1962 book by Murray Rothbard

Man, Economy, and State: A treatise on economic principles is a 1962 book of Austrian School economics by Murray Rothbard (orig. abridged ed.). (Note: The original publisher deleted the final eight chapters from the original publication, so the 1962 book is effectively an abridged edition, although published instead as "Volume I". In 1970, the abridged chapters were published as the title Power and Market.
The 2009 and later editions restore the chapters to a single volume, combining the discussion of both microeconomics and macroeconomics.) It was originally intended as a textbook form of Human Action by Ludwig von Mises, but became its own treatise after he realized original work was needed to flesh out Mises' ideas.
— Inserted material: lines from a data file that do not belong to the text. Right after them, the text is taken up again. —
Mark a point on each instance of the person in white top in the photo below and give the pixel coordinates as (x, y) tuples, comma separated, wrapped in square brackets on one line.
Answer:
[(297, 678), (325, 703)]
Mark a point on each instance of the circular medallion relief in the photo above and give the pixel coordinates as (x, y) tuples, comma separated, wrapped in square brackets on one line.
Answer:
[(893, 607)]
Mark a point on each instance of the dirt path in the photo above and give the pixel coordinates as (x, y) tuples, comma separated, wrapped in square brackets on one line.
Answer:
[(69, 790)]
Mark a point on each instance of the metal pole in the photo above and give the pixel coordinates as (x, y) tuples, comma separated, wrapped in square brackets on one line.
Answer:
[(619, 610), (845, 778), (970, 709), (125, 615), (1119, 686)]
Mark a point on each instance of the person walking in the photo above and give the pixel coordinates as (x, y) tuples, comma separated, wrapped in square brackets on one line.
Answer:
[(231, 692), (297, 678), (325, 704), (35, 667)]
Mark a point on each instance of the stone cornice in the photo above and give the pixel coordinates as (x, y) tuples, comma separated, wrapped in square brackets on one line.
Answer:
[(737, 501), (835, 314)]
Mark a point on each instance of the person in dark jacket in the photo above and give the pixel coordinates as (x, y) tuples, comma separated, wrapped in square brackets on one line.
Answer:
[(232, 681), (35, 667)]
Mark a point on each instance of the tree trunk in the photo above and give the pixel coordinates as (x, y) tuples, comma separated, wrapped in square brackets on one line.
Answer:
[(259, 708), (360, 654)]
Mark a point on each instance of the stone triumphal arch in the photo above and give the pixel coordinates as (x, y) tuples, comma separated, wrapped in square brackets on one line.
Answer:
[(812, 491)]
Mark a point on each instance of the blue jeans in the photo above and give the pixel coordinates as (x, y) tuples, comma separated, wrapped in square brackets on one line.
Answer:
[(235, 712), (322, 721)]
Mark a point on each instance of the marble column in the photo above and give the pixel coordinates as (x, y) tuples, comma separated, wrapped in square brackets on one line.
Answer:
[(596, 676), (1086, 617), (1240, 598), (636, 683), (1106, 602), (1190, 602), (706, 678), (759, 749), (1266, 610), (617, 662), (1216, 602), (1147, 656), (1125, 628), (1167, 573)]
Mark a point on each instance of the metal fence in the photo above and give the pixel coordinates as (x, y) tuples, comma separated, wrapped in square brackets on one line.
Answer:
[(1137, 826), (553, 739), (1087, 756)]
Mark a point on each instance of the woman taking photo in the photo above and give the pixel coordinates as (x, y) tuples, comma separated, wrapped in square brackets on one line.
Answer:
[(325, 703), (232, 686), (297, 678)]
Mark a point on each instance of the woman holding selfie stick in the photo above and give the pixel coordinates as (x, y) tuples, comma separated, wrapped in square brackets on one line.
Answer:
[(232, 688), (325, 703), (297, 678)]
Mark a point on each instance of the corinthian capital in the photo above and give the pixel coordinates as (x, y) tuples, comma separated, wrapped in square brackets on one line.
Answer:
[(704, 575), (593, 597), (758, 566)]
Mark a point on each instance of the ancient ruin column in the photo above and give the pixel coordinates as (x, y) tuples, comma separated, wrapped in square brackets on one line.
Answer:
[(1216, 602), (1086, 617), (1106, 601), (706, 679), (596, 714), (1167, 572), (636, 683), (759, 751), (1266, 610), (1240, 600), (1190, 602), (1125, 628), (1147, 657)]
According to Salerno, the book Power and Market: Government and the Economy "was originally written as the third volume of Man, Economy, and State, but was published separately eight years later". It was reunited with the 4th edition of Man, Economy, and State in 2004 in the volume sub-titled "The Scholar's Edition" from the Ludwig von Mises Institute. The author analyzes the negative effects of the various kinds of government intervention, and argues that the State is neither necessary nor useful.